1. Go with the pointy flap envelopes. They might be a little bit extra but, in our opinion, are worth it. Flat flap envelopes say Christmas card, pointy flap envelopes say par-TAY!
2. Always order extra envelopes, especially if you are altering them in some way, like adding gold tips. 20% extra is a good rule of thumb.
3. Hold back five completed copies for yourself: One for your scrapbook, one for your mother, two for the wedding photographer to shoot and one in case you loose any of the previously mentioned.
Our invitation was pretty simple, in that it contained one flat card that was only printed on one side. This kept the cost down on producing and mailing the invitations.

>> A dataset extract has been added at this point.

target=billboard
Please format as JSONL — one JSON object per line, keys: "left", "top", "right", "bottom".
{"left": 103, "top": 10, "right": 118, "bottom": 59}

The hardest part was punching out our own confetti using a large circle punch and colored tissue paper.
Adding a gold tip to your envelopes
You’ll need: Newspaper, envelopes, rubber glove, gold spray paint
1. Lay down newspaper in a well ventilated area. 2. Place one envelope in the middle of the newspaper and a second envelope flat on top of the first, leaving 1/4 inch exposed. 3. With your gloved hand, press the two envelopes down so they don’t move. With your other hand, spray a light coat of gold over the exposed bottom envelope.

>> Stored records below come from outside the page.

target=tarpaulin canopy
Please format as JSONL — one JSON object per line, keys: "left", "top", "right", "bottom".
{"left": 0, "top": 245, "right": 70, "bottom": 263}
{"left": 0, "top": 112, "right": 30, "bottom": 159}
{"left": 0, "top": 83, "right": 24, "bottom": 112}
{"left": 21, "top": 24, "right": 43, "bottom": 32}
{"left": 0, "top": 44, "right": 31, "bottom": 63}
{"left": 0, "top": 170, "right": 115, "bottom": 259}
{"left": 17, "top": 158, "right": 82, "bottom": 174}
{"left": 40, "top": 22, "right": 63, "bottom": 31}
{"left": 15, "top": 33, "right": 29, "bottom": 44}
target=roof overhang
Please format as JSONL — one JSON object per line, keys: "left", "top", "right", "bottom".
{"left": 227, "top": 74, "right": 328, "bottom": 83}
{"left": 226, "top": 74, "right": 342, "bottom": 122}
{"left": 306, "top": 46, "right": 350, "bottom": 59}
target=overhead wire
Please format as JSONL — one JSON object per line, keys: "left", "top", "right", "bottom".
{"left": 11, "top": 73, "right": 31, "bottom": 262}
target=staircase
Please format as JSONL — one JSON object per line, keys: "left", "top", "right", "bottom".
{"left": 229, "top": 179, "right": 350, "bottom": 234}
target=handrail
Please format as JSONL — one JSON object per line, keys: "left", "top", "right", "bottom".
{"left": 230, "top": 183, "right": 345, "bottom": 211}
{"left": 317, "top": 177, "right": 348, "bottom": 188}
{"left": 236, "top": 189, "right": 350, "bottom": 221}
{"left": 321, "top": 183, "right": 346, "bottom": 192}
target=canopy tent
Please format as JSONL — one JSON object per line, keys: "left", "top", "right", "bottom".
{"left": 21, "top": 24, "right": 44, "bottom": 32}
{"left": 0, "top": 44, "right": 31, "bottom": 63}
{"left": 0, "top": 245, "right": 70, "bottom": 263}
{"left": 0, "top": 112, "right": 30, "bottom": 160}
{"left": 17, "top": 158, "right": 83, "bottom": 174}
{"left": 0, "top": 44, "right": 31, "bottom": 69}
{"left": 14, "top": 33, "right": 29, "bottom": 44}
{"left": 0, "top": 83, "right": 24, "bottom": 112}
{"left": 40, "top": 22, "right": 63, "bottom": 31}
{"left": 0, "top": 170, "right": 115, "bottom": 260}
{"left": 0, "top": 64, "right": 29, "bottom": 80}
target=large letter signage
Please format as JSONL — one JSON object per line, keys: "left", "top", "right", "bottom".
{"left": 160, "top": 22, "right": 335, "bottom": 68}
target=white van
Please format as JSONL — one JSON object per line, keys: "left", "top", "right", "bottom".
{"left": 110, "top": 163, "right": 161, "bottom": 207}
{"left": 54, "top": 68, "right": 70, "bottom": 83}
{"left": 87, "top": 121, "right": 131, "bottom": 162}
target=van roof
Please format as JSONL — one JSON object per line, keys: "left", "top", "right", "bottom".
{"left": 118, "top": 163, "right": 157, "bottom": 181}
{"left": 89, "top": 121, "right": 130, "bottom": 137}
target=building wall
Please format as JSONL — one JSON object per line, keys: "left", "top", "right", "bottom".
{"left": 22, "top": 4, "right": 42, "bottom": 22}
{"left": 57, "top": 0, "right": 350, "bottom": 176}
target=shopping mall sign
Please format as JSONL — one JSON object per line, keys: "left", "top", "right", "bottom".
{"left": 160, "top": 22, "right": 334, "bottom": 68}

4. If needed, add a second light coat. 5. Repeat for every envelope, using the same top envelope as a shield each time. If the top envelope gets too wet, use a new one to avoid smuding. 6. Line envelopes to dry for 20 minutes (though it’s a good idea to air them out for a couple days to aviod having your invitations smell like spray paint fumes).
Variation: Use glitter spray paint instead of gold spray paint. The results are fun, and definately not something you can buy at the store. Caution: Glitter spray paint gets messy fast. We ended up with more glitter on the newspaper than we did on the envelopes.